Vendo aquilo, fatalmente, algo quente e incontrolável quis sair pela boca de Maria. O cheiro forte do pinho, o enorme lanche da merendeira de metal, o cheiro e a cor do sangue ainda por ali e a emoção daquele momento… Foi impossível segurar o seu miúdo estômago. Ela até tentou tampar tudo aquilo com a sua mão, levando-a a boca, desviar o rosto, correr para dentro do banheiro… Mas foi tudo em vão.

De uma vez só, em um soluço involuntário, banhou o seu próprio uniforme, o uniforme e parte do rosto de Carlos, os braços dele, o chão, a pia, as paredes, as possibilidades, as expectativas, a vida!… Com aquela massa viscosa e grudenta que saiu em jato pela sua boca. Carlos, nesse momento, compadecido da situação de Maria e ainda assustado pela “reação” dela, afastou-se um pouco para ver o estrago.

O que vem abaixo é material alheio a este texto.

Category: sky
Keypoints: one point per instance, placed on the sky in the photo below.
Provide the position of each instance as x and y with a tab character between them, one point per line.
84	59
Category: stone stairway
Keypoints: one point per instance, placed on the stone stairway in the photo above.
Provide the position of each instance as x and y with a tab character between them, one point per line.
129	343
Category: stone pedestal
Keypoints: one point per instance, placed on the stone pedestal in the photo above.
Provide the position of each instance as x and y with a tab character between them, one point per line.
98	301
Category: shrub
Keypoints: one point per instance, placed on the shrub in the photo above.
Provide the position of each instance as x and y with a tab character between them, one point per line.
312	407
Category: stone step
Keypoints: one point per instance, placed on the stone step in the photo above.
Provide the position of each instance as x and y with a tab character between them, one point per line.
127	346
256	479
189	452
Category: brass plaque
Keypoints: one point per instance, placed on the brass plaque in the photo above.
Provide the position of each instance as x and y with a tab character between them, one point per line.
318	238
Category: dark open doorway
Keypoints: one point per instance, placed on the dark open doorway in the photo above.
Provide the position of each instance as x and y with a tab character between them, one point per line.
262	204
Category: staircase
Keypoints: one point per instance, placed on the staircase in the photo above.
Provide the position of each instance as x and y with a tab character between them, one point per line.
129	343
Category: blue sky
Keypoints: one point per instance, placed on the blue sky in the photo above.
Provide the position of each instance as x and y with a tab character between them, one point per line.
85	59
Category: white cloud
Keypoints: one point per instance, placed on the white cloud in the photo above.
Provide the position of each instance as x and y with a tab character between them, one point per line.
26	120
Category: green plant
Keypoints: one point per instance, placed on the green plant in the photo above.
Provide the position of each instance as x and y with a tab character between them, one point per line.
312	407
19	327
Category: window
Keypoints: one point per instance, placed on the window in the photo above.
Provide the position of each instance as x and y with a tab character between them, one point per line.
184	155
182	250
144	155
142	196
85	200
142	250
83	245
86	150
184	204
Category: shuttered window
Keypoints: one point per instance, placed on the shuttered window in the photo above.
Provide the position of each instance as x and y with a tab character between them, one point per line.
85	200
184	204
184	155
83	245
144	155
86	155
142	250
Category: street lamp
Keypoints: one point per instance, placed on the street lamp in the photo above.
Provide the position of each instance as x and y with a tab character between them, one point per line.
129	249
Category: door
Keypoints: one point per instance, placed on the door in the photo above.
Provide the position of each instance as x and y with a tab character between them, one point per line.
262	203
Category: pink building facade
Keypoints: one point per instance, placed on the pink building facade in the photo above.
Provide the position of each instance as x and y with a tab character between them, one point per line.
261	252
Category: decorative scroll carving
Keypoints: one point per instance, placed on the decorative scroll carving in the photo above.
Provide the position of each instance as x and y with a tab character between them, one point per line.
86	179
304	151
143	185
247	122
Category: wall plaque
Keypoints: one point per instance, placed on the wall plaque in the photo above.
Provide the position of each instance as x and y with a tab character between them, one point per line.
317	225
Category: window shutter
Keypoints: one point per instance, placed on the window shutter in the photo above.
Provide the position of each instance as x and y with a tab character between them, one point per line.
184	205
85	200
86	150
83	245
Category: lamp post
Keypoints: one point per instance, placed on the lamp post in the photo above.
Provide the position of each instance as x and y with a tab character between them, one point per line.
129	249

Era a visão do inferno! Maria, tentando limpar como podia aquela lambança toda, uma mistura de sentimentos e pensamentos, fitou Carlos novamente, agora com o maior constrangimento do planeta Terra. Ele, sorrindo, não esboçava nenhum nojo, asco ou repugnância, e, para “quebrar o gelo” enquanto tentava arrumar também aquela bagunça nojenta, disse manhoso, com um esboço de risada no canto da boca, e assoviando engraçado devido a falta do dente:

– Maria, um dia você me disse que quando você “crescer” irá escrever um livro de contos, que será um sucesso no mundo todo. Confere?

Maria, que não conseguia dizer até então nenhuma palavra devido ao vexame, trêmula e ainda se recuperando do susto e do espasmo, acenou positivamente com a cabeça. Carlos continuou:

– Você promete que essa nossa tarde trágica, minha queda, meu dente e minha primeira tentativa na vida de beijar uma garota que acabou vomitando em mim será tema de um dos seus contos? Promete?

E abriu um sorrisão sem dente que fez os dois caírem numa enorme gargalhada!

Bendito feriado prolongado…

P.S.: Parece que Carlos fez um implante dentário alguns dias depois. Maria, após o feriado prolongado, devolveu a ele o canino que havia ficado no bolso dela. Carlos então teve uma ideia para eternizar aquele pequeno desastre pessoal dos dois: transformou o dente em um colar que usou até terminar o colegial. Tanto um quanto o outro, quando olhavam aquele apetrecho, lembravam daquela tarde fatídica e caiam sempre na gargalhada. Seria para sempre, desde então, o segredo de Carlos e Maria.